One other distinguishing factor was their children’s play area – more of a symbolic than substantive gesture to indicate it is a family-oriented venue. It was pretty meager although it’s one of few bars in Portland with one – County Cork is another.
While we were having our first beer, I made the mistake of asking Dan a question to clarify the tax status of the OPH. He immediately responded (with some passion):
“Remember, a non-profit bar is not the same thing as a tax-exempt bar or a Section 501(c)(3) non-profit organization.”
I hadn’t really thought that I could get a tax deduction for our beers, but Dan explained, “OPH is a non-profit corporation that is not tax-exempt.” – kind of like a credit union. Based on what he had been able to learn about OPH, Dan believed that it plowed back its net income or profits into charitable organizations.
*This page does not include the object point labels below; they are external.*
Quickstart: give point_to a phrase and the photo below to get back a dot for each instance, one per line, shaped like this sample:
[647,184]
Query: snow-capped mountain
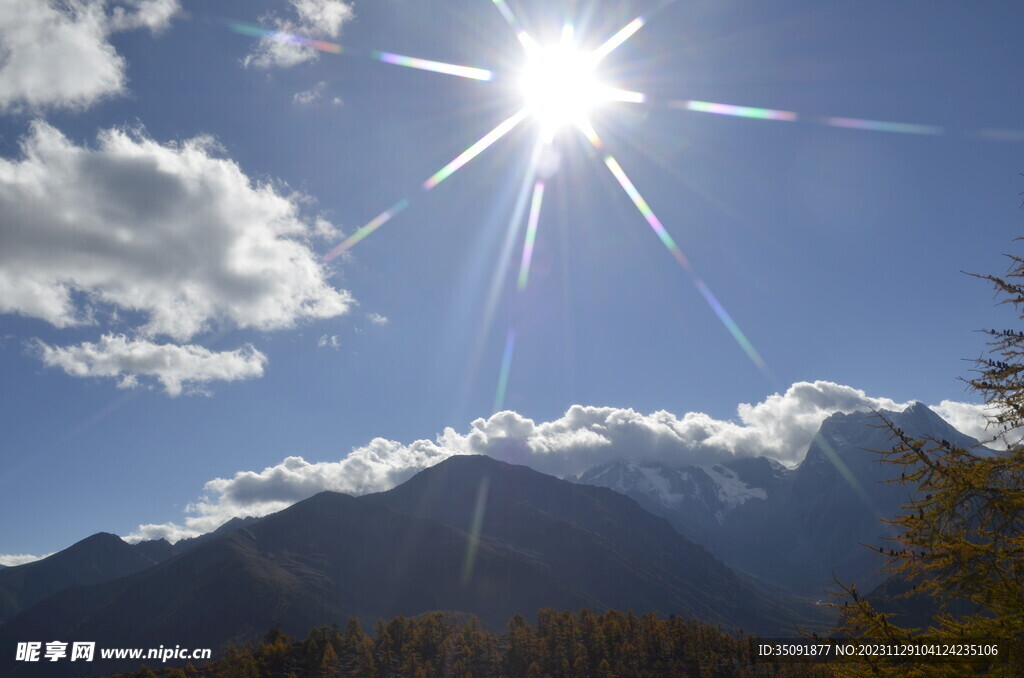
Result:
[695,499]
[793,527]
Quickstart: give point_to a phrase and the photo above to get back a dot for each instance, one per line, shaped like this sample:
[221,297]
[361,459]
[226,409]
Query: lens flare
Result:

However, if the amount given exceeded 10% of OPH’s taxable income, that would have presented what Dan described (as we were on our second beer) as “fascinating tax issues re. non-deductible expenses.”
About this time, I looked at Mike – an MBA, so no stranger to financial concepts – and he appeared to be listening; however, I saw the notes he was making and he had scribbled, “Dale Nerl,” “Ned Erlal” and “Len Radle”,” – all anagrams of Dan Eller’s name. In my mind, I was picturing Dan trying to convey this same concept to a coed on a date when he was an undergraduate at UCLA……
The bottom line is OPH has given a significant amount to Oregon charities since their May 2013 opening in the historical building that dates back to 1909 when it was an Odd Fellows Lodge. When we were there in January, the accumulated amount was $39,372 and that figure has increased to approximately $43,000.
As one reads about some of the big corporations acquiring breweries and pubs, it’s refreshing to hear about an idealistic and action-oriented group, who brought their vision to fruition and have created a great community gathering place.
Each time you order a drink or food, you cast a vote for one of the six charities they currently support:
Oregon Humane Society P:EAR Pink Boots Society
Playworks Portland Fruit Tree Project X-RAY F.M.
To summarize, it might be appropriate to quote a recent (February, 2015) Yelp review:
“Great food, excellent service, and a fantastic mission.”